Boeing 737 Ethiopian Airlines
Boeing 737 Ethiopian Airlines (Getty Images)

La società statunitense Boeing starebbe valutando la possibilità di cambiare il nome del modello 737 Max, protagonista dei due incidenti aerei avvenuti negli scorsi mesi.

Il colosso dell’aviazione Boeing, che da mesi si trova al centro di una bufera in seguito ai due incidenti aerei degli scorsi mesi, sta valutando una decisione in merito a quanto accaduto. Probabilmente per cercare di riconquistare la fiducia delle compagnie aeree che si sono affidate al Boeing 737 Max, protagonista delle due tragedie in Indonesia ed in Etiopia, il colosso statunitense sembra essere intenzionato a rimettere in servizio il velivolo, ma con un altro nome. In realtà non ci sarà una variazione radicale, ma si starebbe valutando la possibilità di cancellare il suffisso “Max”.

Boieng: il 737 tornerà a solcare i cieli, ma con un altro nome

Sono passati diversi mesi dagli incidenti che hanno visto come protagonista il modello aereo Boeing 737 Max.
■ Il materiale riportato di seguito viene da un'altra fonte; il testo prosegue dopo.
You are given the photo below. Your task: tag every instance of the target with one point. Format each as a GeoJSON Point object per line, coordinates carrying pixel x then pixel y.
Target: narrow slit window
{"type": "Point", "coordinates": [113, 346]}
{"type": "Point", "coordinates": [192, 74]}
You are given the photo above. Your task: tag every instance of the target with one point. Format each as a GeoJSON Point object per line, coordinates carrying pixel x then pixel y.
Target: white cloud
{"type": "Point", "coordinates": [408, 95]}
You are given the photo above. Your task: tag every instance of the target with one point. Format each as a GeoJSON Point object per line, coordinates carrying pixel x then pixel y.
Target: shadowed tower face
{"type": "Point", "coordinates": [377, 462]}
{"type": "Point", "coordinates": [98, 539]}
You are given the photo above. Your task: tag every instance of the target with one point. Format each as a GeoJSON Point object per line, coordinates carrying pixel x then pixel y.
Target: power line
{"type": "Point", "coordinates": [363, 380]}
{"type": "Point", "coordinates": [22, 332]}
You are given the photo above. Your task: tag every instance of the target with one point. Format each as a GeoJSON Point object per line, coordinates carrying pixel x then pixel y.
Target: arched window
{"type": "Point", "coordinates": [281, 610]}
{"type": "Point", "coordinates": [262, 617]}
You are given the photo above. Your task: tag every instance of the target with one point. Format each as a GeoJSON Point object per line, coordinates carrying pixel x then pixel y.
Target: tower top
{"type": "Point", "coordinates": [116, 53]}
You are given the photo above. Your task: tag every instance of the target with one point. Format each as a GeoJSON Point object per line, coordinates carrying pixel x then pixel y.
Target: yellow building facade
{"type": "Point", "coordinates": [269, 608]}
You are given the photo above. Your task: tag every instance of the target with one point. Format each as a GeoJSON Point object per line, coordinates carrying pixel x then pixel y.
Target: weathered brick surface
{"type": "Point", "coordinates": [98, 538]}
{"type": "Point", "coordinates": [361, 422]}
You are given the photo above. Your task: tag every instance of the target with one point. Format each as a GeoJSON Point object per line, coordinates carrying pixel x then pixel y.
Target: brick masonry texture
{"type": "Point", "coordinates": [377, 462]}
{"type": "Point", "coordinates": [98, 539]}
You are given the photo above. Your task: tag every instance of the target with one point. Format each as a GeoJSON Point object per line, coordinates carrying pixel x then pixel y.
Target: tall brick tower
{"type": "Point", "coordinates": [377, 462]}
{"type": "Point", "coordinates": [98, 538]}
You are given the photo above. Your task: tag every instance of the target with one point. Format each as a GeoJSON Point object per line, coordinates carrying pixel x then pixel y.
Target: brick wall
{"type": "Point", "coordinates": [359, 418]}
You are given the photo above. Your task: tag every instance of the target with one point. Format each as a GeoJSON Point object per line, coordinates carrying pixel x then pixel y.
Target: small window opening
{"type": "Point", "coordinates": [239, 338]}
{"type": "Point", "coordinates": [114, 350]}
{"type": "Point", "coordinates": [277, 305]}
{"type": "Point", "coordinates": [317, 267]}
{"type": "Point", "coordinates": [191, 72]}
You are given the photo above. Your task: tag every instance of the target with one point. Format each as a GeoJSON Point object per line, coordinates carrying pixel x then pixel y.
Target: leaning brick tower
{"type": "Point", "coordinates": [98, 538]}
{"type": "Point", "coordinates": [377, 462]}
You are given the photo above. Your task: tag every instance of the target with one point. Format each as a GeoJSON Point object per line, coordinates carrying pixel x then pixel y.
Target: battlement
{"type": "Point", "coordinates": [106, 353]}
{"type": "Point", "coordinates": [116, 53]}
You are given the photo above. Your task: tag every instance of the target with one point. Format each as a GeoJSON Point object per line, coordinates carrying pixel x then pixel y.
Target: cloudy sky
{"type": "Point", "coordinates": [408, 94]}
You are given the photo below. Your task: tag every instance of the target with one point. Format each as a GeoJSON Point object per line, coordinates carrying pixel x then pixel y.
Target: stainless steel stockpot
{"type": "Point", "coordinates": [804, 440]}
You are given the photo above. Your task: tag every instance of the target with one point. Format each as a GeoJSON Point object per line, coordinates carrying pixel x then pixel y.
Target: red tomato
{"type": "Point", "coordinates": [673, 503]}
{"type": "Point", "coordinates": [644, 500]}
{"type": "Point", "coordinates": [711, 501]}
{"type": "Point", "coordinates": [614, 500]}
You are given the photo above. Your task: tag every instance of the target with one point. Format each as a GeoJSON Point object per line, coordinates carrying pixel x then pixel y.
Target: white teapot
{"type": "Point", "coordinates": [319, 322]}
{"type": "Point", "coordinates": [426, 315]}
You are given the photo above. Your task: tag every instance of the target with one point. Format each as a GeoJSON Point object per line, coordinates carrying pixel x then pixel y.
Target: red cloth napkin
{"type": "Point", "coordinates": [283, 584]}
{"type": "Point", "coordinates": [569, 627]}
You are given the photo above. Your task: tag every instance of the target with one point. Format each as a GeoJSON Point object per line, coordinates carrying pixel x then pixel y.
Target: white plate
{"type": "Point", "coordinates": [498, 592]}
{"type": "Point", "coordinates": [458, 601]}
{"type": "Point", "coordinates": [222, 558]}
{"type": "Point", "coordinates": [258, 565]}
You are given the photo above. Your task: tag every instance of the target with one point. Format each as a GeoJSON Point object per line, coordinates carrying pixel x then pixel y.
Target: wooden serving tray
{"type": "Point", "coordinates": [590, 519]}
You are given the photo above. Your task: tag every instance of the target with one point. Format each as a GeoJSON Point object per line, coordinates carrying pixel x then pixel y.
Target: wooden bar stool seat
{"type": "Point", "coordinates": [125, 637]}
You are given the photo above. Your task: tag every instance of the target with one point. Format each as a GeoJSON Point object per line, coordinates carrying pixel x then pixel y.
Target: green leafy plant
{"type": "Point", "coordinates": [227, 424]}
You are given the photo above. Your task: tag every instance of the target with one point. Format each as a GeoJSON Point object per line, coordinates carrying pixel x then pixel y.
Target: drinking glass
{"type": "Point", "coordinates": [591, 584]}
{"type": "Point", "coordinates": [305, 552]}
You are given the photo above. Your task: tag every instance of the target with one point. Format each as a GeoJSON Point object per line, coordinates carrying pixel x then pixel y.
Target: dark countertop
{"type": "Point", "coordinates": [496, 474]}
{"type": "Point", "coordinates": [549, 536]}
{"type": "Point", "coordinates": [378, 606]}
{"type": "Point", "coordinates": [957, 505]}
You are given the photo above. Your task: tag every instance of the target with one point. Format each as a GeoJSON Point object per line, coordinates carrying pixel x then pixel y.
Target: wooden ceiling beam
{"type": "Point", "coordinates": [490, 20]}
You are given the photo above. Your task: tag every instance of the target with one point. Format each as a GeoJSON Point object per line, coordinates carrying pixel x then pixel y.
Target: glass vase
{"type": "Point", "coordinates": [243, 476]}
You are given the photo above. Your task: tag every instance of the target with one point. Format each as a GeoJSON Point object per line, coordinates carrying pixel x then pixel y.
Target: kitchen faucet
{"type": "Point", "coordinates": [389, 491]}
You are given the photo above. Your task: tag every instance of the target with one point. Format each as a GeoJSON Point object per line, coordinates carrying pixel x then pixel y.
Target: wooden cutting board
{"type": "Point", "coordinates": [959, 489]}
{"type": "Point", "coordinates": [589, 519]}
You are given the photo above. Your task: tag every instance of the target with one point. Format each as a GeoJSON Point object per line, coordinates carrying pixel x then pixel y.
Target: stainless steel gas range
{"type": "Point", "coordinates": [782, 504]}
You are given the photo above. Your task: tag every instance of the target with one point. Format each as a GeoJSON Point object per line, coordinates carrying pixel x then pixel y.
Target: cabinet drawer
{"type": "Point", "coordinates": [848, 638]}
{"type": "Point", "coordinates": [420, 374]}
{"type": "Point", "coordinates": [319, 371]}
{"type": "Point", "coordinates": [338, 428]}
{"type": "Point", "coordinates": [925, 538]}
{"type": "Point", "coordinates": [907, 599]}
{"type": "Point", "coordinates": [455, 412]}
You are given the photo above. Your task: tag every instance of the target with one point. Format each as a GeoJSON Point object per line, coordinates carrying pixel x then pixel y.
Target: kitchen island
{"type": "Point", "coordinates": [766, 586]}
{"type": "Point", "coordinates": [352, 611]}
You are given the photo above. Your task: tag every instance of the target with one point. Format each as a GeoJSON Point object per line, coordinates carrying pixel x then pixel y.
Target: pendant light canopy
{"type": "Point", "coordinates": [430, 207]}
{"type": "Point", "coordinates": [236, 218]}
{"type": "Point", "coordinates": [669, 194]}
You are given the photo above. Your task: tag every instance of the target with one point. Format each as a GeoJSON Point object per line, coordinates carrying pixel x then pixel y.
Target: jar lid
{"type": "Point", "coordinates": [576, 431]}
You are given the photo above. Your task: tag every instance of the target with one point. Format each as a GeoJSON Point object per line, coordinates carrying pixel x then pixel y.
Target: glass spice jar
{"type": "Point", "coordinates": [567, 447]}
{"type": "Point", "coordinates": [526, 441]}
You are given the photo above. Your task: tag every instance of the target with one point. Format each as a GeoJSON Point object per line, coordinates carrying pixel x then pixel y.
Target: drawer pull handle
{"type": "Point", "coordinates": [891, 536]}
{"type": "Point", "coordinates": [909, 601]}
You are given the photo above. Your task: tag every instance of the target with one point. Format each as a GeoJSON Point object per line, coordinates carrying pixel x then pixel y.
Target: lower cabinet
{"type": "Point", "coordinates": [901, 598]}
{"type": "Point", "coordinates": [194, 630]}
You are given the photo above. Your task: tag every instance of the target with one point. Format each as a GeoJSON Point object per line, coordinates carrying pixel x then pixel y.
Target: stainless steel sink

Il velivolo dopo le tragedie, ad ottobre in Indonesia e a marzo in Etiopia, è rimasto a terra per controlli specifici che dovranno consentire la messa in sicurezza del modello a cui sono stati effettuati degli aggiornamenti, nello specifico al sistema anti stallo Mcas, Maneuvering Characteristics Augmentation System, probabilmente la vera causa dei disastri. Adesso dopo mesi dall’ordine di messa a terra, a settembre il Boeing 737 Max potrebbe tornare in servizio a settembre, prima negli Stati Uniti e poi nel resto del mondo dopo che le autorità avranno ricertificato la sicurezza del velivolo. Probabilmente, però, l’aereo, secondo quanto riportato dalla redazione de Il Corriere della Sera, tornerà a solcare i cieli del mondo con un altro nome. Non vi sarà una modifica radicale, ma una possibile scomparsa del suffisso “Max”. A far emergere questa possibilità è il gruppo Iag, holding che unisce varie compagnie aeree come British Airways, Iberia, Aer Lingus, Vueling e Level, che durante il Salone dell’aeronautica di Le Bourget (Parigi), ha annunciato di aver firmato una lettera per effettuare un ordine fino a 200 Boeing 737, omettendo nella nota ufficiale il suffisso “Max”. La circostanza di un eventuale cambio di denominazione è stata smentita dal portavoce di Boeing, il quale ha ammesso che attualmente l’obiettivo principale della società è quello di garantire la sicurezza dell’aereo. L’idea di un cambio di nome è arrivata direttamente dal presidente degli Stati Uniti, Donald Trump, che aveva suggerito un cambiamento lo scorso aprile.